# 1 month in ! Phoebe almost 4 month now !



## Becca46 (Aug 29, 2017)

Well phoebe has now been with us a month and I honestly can't imagine life without her ! 
Funny how that happens isn't it.
She's turned our life upside down..and definitely made herself one of the family.
I've added some pictures, she's growing so fast!


----------



## BennyTheBear (Sep 26, 2017)

She has such a sweet little face!


----------



## yvy616 (Jan 8, 2018)

Adorable! Do you have pictures now? I'm in the research stage and trying to decide between coat types but your's seems perfect!


----------



## Gaynor59 (Mar 27, 2017)

yvy616 said:


> Adorable! Do you have pictures now? I'm in the research stage and trying to decide between coat types but your's seems perfect!

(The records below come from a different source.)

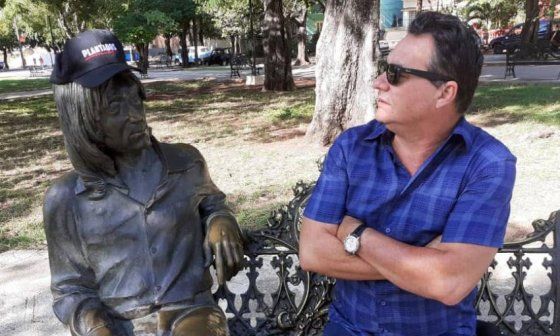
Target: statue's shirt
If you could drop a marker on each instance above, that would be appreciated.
(133, 257)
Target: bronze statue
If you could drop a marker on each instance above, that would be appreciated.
(133, 229)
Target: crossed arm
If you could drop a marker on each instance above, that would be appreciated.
(445, 272)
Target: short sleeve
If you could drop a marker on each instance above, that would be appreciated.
(482, 210)
(328, 201)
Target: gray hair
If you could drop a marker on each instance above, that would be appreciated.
(79, 109)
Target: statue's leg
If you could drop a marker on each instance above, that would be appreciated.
(201, 321)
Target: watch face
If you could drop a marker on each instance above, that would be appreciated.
(351, 244)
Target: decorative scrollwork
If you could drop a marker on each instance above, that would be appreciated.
(518, 293)
(525, 303)
(299, 300)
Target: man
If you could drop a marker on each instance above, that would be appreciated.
(133, 229)
(390, 188)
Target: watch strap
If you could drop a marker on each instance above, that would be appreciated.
(359, 230)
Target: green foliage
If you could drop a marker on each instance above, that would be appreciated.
(17, 85)
(142, 21)
(231, 18)
(493, 13)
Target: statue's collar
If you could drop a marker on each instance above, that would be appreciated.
(174, 159)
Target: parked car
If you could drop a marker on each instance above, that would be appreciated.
(513, 37)
(203, 54)
(220, 56)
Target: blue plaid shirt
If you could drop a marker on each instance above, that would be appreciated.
(461, 192)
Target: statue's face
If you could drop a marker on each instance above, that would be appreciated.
(124, 121)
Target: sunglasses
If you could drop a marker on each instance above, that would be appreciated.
(394, 73)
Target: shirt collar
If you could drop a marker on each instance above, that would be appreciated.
(171, 160)
(462, 129)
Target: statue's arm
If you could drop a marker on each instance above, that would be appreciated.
(73, 285)
(223, 236)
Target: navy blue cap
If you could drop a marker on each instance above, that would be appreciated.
(89, 59)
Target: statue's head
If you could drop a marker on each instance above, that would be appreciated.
(100, 105)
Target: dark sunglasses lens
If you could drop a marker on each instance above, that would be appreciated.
(392, 74)
(382, 67)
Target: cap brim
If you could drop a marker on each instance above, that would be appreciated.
(100, 75)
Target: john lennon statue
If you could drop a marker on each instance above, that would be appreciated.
(133, 229)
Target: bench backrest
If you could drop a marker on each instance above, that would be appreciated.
(274, 296)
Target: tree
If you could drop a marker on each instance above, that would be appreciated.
(297, 14)
(139, 24)
(278, 68)
(530, 30)
(75, 16)
(231, 18)
(346, 68)
(7, 38)
(494, 13)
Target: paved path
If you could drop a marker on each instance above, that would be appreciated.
(25, 299)
(493, 71)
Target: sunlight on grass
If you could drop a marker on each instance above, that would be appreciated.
(18, 85)
(236, 127)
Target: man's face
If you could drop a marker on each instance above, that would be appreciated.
(123, 121)
(412, 99)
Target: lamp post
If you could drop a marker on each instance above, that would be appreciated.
(251, 32)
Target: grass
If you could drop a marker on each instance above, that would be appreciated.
(246, 135)
(497, 104)
(202, 112)
(18, 85)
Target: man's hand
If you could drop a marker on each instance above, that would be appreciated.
(223, 240)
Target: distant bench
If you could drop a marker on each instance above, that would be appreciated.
(241, 62)
(38, 71)
(531, 54)
(520, 293)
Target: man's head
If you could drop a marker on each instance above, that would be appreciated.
(89, 59)
(434, 68)
(100, 104)
(101, 122)
(456, 53)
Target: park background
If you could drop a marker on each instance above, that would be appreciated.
(259, 140)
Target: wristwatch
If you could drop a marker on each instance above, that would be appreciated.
(352, 241)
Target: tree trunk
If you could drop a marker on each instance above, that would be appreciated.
(346, 68)
(195, 40)
(200, 32)
(168, 50)
(277, 68)
(301, 20)
(143, 64)
(184, 47)
(232, 39)
(531, 25)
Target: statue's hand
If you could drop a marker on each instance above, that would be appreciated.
(224, 241)
(95, 322)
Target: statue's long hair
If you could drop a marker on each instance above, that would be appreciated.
(79, 109)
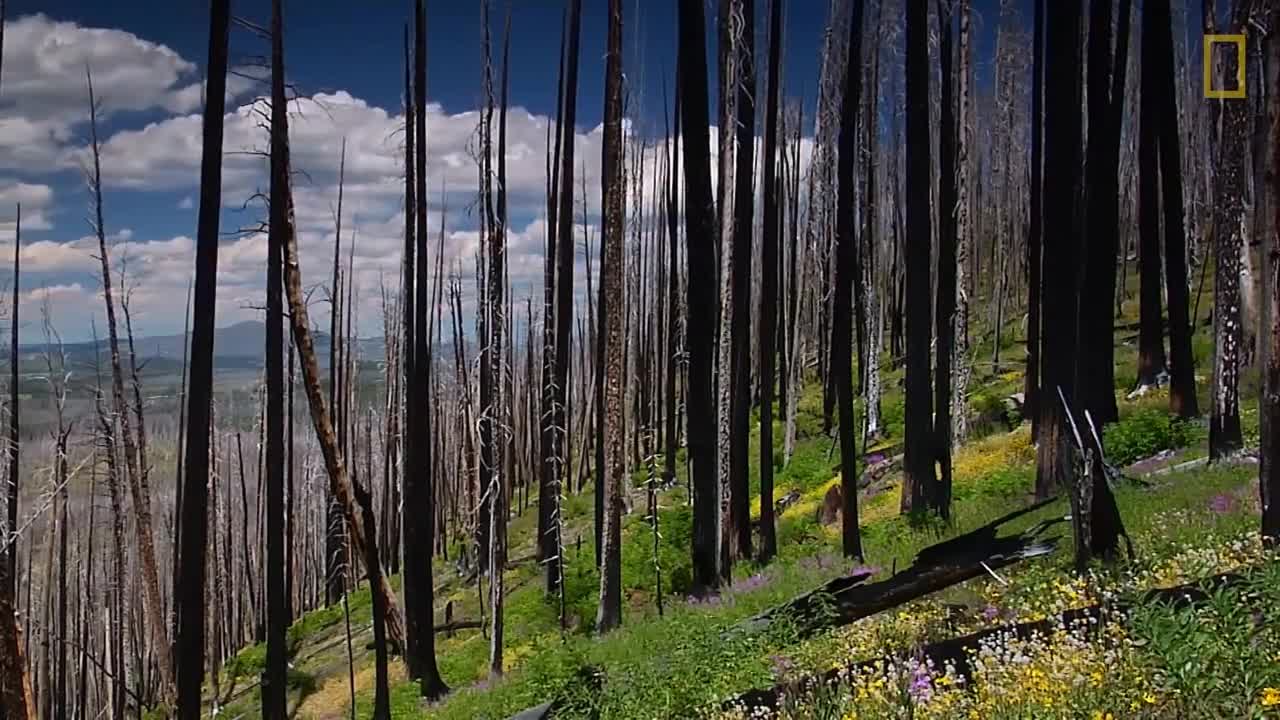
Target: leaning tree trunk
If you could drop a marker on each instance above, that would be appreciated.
(339, 481)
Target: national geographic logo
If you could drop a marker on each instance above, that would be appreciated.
(1220, 94)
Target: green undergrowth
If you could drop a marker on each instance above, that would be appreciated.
(681, 661)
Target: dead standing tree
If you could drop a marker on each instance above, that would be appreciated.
(16, 698)
(612, 272)
(135, 455)
(700, 302)
(360, 534)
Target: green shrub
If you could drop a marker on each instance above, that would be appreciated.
(1144, 433)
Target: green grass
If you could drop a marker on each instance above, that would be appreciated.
(671, 665)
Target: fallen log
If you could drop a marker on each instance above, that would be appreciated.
(956, 651)
(846, 600)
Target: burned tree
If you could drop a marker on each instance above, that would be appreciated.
(612, 272)
(769, 242)
(700, 301)
(918, 472)
(190, 601)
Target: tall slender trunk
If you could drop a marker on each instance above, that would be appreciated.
(16, 697)
(1151, 332)
(769, 242)
(421, 661)
(135, 460)
(846, 251)
(1269, 478)
(1229, 218)
(1059, 292)
(1032, 390)
(944, 315)
(612, 273)
(960, 367)
(274, 688)
(918, 472)
(700, 302)
(190, 589)
(321, 419)
(1182, 386)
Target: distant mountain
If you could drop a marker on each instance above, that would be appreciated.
(234, 346)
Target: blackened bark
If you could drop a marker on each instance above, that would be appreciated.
(1032, 388)
(673, 318)
(548, 490)
(700, 305)
(190, 601)
(946, 295)
(277, 621)
(1151, 332)
(1229, 217)
(918, 470)
(846, 250)
(565, 253)
(740, 331)
(1182, 367)
(769, 242)
(1096, 351)
(421, 595)
(1060, 241)
(612, 273)
(1269, 479)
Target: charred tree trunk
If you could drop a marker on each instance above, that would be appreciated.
(700, 302)
(612, 273)
(1229, 218)
(769, 244)
(321, 419)
(1269, 468)
(946, 296)
(420, 593)
(918, 472)
(133, 459)
(1032, 388)
(1151, 332)
(190, 601)
(274, 688)
(1059, 291)
(846, 265)
(740, 329)
(1182, 367)
(1096, 352)
(16, 697)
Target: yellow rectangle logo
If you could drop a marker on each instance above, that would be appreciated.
(1210, 92)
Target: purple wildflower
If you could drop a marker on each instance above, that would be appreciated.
(1223, 504)
(782, 665)
(922, 686)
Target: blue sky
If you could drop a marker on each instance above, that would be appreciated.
(344, 57)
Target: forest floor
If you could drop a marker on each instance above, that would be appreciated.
(1216, 659)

This is Louis. Whichever type you choose will be a good one they are amazing dogs










Sent from my iPad using Tapatalk


----------



## Oliverpoo (Mar 7, 2018)

What a sweetie! Can you post a recent picture? Her coat looks almost like my Auggie boys. Curious to see how she looks now : )


----------



## Becca46 (Aug 29, 2017)

Sorry haven't been on here in forever !
Phoebe has changed so much in the months since !! 
Will add a photo now x


----------



## Lilly_Kelley (Jun 17, 2018)

She’s gorgeous. They’re such cute pups but stay so cute as they get older


----------